Deckers' wholesale business is a crucial component of its revenue stream, contributing significantly to the company's overall growth trajectory. Despite market fluctuations, the wholesale segment has demonstrated a commendable performance, particularly in key regions, such as the United States and Europe. In the fourth quarter, wholesale revenues increased 21.4% year over year to $544.6 million, reflecting the channel's robustness and ability to drive incremental sales.

This success underscores the strength of Deckers' brand portfolio and its ability to forge enduring partnerships with retailers. The wholesale channel serves as a vital avenue for expanding the company's market reach and enhancing brand visibility on a global scale. With a robust wholesale network and strategic collaborations, Deckers continues to capitalize on emerging opportunities, driving incremental revenue growth and solidifying its position as a leading player in the footwear industry. We expect a 5.2% increase in Wholesale revenues in fiscal 2025.

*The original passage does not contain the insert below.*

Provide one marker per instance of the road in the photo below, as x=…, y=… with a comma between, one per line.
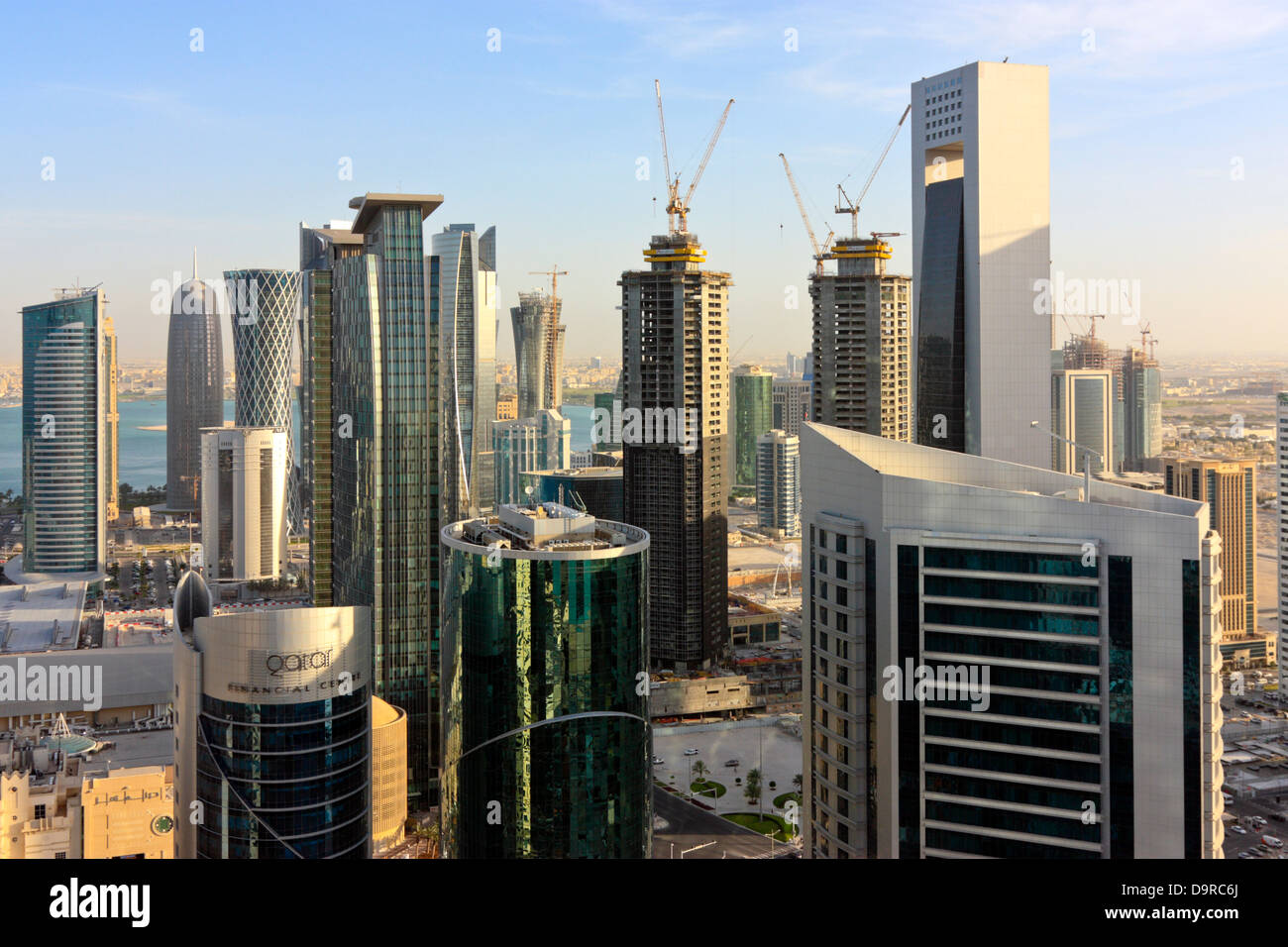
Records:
x=688, y=826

Zacks Rank & Estimate Revision

Deckers has exhibited a decent run on the bourses in the past six months. The stock has outpaced the Zacks Retail-Apparel and Shoes industry, owing to its focus on profitable markets, product innovation, store expansion and enhancing e-commerce capabilities. In the said period, shares of this Zacks Rank #3 (Hold) company have jumped 43.4% compared with the industry's growth of 15.8%.

The positive sentiment surrounding Deckers' is reflected in the upward revisions of the Zacks Consensus Estimate for earnings per share. Over the past 30 days, analysts have increased earnings estimates for the current fiscal year by 16 cents. The consensus estimate is pegged at $30.59 per share. The estimate for the next fiscal year has also been raised by 19 cents to $34.37 per share.

A Path Ahead

Deckers expects a 10% increase in fiscal 2025 net sales, reaching $4.7 billion. HOKA is projected to grow 20%, driven by consumer gains in the DTC channel, strategic partner expansion and international market growth. UGG is expected to increase in mid-single digits, driven by international expansion and maintaining a healthy U.S. market.

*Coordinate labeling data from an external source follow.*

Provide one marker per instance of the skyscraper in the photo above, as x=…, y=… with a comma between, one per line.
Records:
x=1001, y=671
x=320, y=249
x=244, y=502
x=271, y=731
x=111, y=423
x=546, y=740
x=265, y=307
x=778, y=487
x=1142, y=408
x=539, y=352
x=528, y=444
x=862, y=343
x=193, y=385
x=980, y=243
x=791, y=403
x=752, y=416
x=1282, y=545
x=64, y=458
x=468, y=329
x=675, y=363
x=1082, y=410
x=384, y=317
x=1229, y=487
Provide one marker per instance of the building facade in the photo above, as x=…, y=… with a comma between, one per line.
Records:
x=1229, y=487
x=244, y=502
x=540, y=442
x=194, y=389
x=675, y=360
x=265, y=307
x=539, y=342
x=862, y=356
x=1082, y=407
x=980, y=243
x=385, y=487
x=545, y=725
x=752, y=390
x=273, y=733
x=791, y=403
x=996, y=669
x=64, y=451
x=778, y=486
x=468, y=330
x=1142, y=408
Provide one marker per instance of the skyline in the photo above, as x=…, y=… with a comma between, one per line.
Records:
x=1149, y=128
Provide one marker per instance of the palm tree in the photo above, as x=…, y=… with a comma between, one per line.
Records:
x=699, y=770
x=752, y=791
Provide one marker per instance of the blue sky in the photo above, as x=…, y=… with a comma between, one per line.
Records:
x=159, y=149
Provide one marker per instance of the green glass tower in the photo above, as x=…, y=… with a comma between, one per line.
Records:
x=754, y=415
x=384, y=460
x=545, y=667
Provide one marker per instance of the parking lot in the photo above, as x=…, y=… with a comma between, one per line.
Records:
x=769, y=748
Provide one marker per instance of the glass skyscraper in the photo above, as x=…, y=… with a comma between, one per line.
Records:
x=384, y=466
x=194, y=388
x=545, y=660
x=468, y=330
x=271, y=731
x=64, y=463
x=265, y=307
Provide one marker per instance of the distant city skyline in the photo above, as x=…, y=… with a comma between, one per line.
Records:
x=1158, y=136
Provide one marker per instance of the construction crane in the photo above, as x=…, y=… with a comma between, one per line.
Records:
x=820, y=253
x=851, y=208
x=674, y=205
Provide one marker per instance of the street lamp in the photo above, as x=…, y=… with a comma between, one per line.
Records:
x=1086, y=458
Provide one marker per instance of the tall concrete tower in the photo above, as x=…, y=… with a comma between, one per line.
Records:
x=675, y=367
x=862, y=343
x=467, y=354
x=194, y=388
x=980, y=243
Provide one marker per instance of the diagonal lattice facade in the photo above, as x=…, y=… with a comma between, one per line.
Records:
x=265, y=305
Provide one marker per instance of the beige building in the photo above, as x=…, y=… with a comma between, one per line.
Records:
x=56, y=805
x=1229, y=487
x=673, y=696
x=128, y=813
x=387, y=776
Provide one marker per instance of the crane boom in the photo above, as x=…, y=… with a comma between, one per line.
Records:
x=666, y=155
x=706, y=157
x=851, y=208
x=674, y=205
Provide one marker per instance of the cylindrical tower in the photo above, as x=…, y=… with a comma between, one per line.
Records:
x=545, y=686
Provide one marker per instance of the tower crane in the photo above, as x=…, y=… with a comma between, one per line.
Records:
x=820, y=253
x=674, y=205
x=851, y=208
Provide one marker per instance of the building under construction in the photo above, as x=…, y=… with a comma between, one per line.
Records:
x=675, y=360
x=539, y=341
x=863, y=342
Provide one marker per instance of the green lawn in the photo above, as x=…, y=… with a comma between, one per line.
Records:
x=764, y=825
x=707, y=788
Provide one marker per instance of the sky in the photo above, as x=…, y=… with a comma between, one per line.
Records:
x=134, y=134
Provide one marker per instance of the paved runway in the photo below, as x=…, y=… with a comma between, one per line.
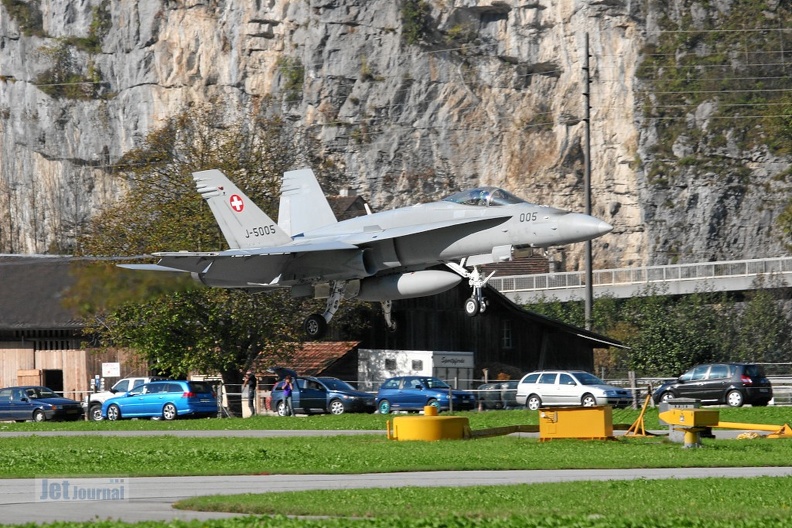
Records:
x=150, y=498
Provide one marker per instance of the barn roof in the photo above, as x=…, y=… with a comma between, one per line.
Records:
x=32, y=291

Fiscal 2025 earnings are forecast to be $29.50-$30.00 per share, whereas it reported $29.16 last year. Capital expenditure is expected to be $115-$125 million, focusing on supply chain, warehouse capabilities, IT projects and retail updates. For the first quarter of fiscal 2025, Deckers expects revenue growth in the high teens and the gross margin slightly above the full fiscal year guided rate. We anticipate net sales to increase 10.7% year over year with earnings of $30.00 per share in fiscal 2025.

Key Picks

Some better-ranked stocks in the retail space are The Gap, Inc. GPS, Abercrombie & Fitch Co. ANF and Canada Goose GOOS.

Gap is a premier international specialty retailer, which offers a diverse range of clothing, accessories and personal care products. It currently sports a Zacks Rank #1 (Strong Buy).

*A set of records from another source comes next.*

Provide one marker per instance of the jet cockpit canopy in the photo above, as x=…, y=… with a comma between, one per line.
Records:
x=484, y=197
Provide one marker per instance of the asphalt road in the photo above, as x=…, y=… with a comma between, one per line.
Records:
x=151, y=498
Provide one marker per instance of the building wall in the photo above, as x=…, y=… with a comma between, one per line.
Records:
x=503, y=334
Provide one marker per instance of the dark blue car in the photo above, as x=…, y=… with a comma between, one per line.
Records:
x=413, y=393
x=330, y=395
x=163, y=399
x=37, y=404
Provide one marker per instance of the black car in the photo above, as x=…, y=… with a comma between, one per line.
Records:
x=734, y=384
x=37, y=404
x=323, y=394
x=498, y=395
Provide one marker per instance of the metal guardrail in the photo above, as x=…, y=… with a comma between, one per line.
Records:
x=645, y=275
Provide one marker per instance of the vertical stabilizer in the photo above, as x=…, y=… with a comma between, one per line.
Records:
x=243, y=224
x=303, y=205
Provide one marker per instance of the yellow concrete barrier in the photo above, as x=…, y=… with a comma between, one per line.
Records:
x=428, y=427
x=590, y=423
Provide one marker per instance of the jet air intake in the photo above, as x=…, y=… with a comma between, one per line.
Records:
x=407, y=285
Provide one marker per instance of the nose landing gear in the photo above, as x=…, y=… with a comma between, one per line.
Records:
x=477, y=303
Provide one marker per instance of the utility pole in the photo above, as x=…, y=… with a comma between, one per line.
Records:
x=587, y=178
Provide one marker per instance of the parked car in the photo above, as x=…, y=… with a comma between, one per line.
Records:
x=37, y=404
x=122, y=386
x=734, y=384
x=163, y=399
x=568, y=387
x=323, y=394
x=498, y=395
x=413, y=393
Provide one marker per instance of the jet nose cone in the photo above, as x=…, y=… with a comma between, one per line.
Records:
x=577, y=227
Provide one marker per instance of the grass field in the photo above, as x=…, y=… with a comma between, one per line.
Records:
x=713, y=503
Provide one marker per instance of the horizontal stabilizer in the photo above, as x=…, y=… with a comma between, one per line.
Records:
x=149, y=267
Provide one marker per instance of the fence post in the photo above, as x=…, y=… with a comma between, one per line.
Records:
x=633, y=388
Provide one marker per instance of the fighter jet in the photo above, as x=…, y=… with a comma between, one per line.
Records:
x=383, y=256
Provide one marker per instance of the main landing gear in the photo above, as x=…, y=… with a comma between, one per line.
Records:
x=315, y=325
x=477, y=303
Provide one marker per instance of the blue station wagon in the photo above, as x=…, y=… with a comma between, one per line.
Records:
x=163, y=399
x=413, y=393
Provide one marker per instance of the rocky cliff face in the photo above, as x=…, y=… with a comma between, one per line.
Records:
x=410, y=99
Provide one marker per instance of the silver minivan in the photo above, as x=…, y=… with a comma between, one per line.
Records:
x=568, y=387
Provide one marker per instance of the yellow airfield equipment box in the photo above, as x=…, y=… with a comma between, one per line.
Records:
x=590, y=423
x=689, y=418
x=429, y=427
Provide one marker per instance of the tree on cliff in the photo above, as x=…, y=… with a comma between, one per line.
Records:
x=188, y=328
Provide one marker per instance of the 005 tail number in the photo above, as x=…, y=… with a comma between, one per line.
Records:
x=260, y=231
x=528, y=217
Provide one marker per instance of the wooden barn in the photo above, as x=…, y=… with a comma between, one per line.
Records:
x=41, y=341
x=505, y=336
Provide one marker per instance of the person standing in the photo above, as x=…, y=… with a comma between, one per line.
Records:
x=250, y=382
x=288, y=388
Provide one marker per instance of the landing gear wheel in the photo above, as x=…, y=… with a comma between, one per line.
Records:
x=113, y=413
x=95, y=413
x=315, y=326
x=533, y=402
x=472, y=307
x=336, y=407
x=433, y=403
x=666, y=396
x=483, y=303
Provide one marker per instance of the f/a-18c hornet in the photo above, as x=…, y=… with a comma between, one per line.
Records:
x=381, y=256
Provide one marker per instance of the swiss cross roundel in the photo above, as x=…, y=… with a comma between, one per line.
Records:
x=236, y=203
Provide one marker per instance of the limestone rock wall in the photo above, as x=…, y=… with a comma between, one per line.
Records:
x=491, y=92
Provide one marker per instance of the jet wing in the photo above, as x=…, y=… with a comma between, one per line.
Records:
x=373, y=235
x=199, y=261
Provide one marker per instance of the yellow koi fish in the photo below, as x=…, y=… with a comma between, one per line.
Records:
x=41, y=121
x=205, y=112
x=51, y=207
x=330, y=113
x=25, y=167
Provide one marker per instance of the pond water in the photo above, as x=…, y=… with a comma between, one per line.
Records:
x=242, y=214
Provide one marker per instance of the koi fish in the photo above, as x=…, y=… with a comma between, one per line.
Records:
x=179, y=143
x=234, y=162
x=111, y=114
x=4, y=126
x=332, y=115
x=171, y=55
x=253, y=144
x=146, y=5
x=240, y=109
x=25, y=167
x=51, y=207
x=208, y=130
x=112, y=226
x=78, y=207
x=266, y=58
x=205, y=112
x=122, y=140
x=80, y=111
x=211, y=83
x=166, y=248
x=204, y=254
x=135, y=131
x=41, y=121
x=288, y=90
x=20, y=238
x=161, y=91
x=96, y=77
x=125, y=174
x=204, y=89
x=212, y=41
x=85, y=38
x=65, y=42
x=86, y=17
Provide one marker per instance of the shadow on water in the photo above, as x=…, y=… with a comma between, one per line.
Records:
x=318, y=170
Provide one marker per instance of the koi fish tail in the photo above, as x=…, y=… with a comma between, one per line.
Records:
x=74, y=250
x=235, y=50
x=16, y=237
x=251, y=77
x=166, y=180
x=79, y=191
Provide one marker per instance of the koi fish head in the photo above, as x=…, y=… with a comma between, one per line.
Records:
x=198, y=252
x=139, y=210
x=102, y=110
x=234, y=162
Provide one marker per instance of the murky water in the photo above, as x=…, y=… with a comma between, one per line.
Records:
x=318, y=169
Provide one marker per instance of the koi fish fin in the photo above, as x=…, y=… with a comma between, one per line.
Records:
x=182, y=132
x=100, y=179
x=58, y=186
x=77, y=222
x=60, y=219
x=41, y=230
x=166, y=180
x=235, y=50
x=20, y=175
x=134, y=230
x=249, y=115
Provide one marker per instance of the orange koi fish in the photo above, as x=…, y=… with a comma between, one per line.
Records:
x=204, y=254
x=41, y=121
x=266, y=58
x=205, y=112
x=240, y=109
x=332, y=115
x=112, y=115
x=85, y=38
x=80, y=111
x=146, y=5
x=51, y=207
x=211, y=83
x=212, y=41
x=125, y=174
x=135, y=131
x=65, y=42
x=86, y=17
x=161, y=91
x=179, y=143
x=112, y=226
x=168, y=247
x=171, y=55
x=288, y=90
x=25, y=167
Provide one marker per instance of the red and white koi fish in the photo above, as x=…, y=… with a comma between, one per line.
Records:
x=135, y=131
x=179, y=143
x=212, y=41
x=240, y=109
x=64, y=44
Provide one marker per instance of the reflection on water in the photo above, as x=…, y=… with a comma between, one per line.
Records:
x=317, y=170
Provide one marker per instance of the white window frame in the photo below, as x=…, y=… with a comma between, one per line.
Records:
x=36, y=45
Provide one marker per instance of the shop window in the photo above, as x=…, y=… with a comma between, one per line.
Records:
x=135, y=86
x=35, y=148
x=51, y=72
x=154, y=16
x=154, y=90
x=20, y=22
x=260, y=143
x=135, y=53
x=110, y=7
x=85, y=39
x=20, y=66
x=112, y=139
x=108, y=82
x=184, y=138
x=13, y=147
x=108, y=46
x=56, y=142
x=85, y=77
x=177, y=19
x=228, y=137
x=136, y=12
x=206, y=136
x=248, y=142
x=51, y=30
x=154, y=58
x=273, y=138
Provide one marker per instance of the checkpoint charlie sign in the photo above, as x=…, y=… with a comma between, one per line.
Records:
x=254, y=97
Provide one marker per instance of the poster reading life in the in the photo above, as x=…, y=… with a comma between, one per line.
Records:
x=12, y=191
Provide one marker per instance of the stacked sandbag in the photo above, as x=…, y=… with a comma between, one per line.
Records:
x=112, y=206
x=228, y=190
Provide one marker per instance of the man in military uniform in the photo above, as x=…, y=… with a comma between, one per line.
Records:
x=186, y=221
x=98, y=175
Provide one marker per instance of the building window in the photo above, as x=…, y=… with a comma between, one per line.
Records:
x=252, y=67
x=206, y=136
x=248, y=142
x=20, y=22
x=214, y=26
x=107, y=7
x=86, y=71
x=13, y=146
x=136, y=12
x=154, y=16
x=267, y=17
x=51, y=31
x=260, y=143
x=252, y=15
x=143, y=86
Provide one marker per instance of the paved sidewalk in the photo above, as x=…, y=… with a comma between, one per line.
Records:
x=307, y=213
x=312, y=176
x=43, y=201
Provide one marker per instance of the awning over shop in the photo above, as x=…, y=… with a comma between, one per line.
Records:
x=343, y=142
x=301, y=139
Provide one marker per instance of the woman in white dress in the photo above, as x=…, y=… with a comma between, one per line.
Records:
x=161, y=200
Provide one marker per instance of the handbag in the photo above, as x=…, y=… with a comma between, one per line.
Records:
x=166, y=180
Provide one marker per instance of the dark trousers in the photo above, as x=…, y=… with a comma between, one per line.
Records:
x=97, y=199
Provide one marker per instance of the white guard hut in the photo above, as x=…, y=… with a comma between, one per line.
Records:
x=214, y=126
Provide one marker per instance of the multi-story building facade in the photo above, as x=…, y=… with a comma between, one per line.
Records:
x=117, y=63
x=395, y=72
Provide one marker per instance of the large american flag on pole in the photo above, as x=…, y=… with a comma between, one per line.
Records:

The Zacks Consensus Estimate for Gap's fiscal 2024 earnings and sales indicates growth of 21.7% and 0.2%, respectively, from fiscal 2023 reported figures. GPS has a trailing four-quarter average earnings surprise of 202.7%.

Abercrombie is a specialty retailer of premium, high-quality casual apparel. It flaunts a Zacks Rank of 1 at present. ANF delivered a 28.9% earnings surprise in the last quarter.

The consensus estimate for Abercrombie's fiscal 2024 earnings and sales indicates growth of 47.3% and 10.4%, respectively, from the fiscal 2023 levels. ANF has a trailing four-quarter average earnings surprise of 210.3%.

Canada Goose is a global outerwear brand. It currently sports a Zacks Rank of 1.

The Zacks Consensus Estimate for Canada Goose's fiscal 2025 earnings and sales indicates growth of 13.7% and 5.2% from the year-ago actual. GOOS has a trailing four-quarter average earnings surprise of 70.9%.